3) Dans l’hypothèse où la deuxième question appelle une réponse affirmative : le fait que, dans le cas du “relabelling”, le public visé puisse voir qu’un dispositif de sécurité du fournisseur d’origine a été endommagé est-il sans incidence dès lors qu’il est assuré que l’importateur parallèle en est responsable et que celui‑ci a apposé un nouveau dispositif de sécurité sur l’emballage secondaire d’origine ? À cet égard, le fait que les traces d’ouverture ne soient visibles que lorsque l’emballage secondaire du médicament est ouvert entraîne-t-il une réponse différente ?

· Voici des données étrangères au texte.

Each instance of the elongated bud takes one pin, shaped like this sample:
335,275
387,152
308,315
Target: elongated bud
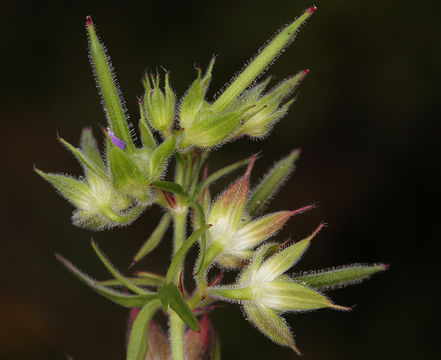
260,62
271,183
159,107
341,276
106,83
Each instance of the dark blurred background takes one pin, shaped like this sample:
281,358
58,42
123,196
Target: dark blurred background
366,119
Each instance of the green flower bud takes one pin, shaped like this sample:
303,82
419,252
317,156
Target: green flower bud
266,293
159,107
267,109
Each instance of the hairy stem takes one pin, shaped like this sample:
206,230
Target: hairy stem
176,336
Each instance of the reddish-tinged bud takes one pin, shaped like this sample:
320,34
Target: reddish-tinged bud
302,209
217,279
312,9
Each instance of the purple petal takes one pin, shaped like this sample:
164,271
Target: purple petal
117,141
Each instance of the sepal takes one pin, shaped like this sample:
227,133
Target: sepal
270,324
338,277
159,107
106,83
271,183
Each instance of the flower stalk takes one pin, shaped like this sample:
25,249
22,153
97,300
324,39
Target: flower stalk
230,232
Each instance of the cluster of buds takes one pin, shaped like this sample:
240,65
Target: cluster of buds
118,185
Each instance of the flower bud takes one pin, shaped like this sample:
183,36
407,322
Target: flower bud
233,235
159,107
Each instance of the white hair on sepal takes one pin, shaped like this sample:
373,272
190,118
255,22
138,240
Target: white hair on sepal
113,74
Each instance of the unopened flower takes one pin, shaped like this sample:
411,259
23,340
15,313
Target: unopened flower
232,237
159,107
266,292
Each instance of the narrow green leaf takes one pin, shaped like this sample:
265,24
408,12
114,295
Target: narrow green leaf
129,301
125,281
260,62
102,67
218,174
160,156
173,270
155,238
271,183
171,296
340,276
137,346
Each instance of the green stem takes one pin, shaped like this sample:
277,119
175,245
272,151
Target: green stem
177,326
177,336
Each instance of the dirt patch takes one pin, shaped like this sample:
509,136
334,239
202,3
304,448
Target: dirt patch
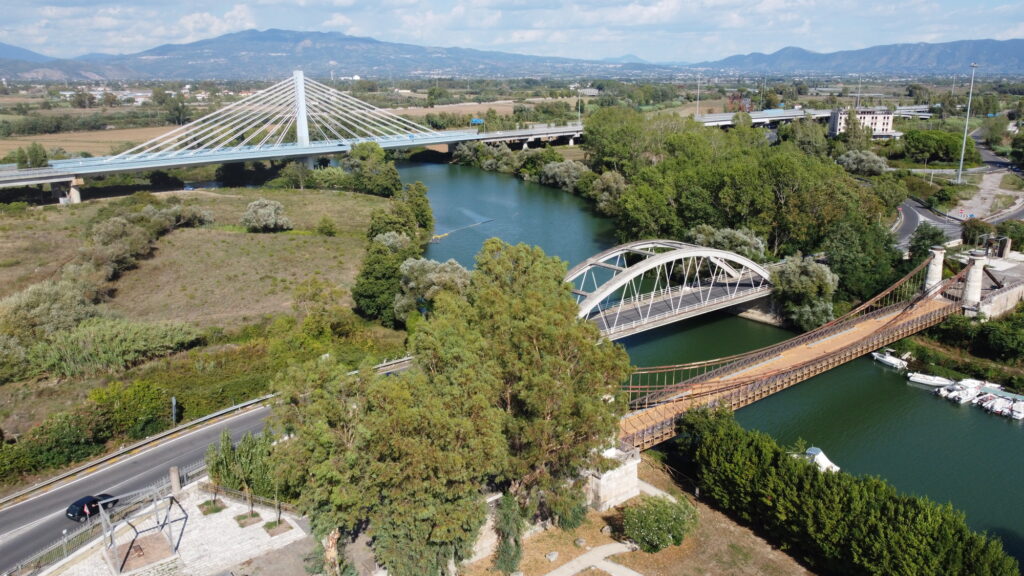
990,198
212,506
97,142
552,540
222,276
273,528
286,561
719,545
248,519
144,551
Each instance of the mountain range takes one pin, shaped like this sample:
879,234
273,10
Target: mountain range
271,53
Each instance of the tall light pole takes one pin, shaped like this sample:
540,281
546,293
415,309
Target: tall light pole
967,120
697,116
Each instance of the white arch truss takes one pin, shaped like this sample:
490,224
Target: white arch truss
654,282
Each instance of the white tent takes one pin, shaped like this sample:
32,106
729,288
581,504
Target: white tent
815,455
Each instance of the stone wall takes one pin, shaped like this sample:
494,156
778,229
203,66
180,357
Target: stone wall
1005,301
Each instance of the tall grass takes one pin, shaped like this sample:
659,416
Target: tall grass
110,343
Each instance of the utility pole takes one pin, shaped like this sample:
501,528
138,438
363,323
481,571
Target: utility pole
697,116
967,122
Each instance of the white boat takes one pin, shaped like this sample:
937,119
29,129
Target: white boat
816,455
889,360
984,399
1000,406
928,379
966,395
976,382
1017,410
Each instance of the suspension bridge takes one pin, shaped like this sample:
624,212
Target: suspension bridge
297,118
659,396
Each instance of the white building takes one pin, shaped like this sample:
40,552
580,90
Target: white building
880,120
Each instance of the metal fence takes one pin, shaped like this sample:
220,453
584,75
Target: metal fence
86,534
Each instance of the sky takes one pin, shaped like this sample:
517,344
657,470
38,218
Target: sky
653,30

4) Si la deuxième et/ou la troisième questions appellent une réponse affirmative : la nécessité objective de fabriquer un nouvel emballage secondaire par “reboxing” au sens des cinq conditions d’épuisement pour procéder au reconditionnement (voir arrêts du 11 juillet 1996, Bristol-Myers Squibb e.a., C‑427/93, C‑429/93 et C‑436/93, EU:C:1996:282, point 79, ainsi que du 26 avril 2007, Boehringer Ingelheim e.a., C‑348/04, EU:C:2007:249, point 21) doit-elle néanmoins être admise dès lors que les autorités nationales indiquent, dans leurs lignes directrices actuelles pour la mise en œuvre des dispositions de la directive sur les médicaments falsifiés ou dans d’autres communications administratives pertinentes, que, normalement, la refermeture des emballages ouverts n’est pas autorisée, ou qu’elle ne l’est du moins qu’à titre exceptionnel et dans des conditions strictes ? »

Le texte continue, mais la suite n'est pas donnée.